Insurance Companies to File Petition Against ₹12,000 Crore GST Demand on Co-Insurance, Seeking Clarity.
Insurance companies are considering filing a legal petition due to a tax demand concerning the commission paid for co-insurance. They seek clarity from the court as imposing Goods and Services Tax (GST) on this commission would result in double taxation. Facing a combined tax demand of ₹12,000 crore, the insurance industry hoped for clarification from the upcoming GST Council meeting. However, with no meeting expected before the new government forms and a March 31 deadline looming to settle the tax, insurance firms plan to lodge the writ petition by the end of this month, according to information obtained by ET.
Co-insurance allows the insured to distribute their risk among multiple insurers, with a lead insurer and one or more co-insurers sharing the risk, especially in high-risk situations. The industry argues that since GST on the full insurance premium, including the co-insurers’ share, is already covered by the lead insurer, this additional tax demand would lead to double taxation, which is against established legal principles. Last September, ET first reported that the Directorate General of Goods and Services Tax Intelligence (DGGI) had issued tax demand notices to ICICI Lombard and six other insurers for not paying GST on reinsurance premium despite earning commissions from co-insurance, extending these notices across the sector.

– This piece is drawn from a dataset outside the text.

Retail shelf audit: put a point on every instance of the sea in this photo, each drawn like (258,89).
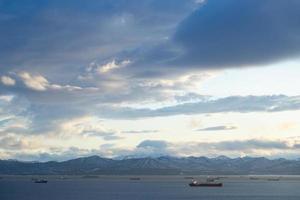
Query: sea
(148,188)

Over 20 insurance companies are now facing similar demands for the period from July 2017 to March 31, 2022. The General Insurance Council, the industry’s top body, has reached out to the finance ministry, which indicated on February 19 that the issue would be addressed promptly. However, with no GST Council meeting expected until July and the payment deadline imminent, there are concerns that the DGGI might begin to freeze accounts.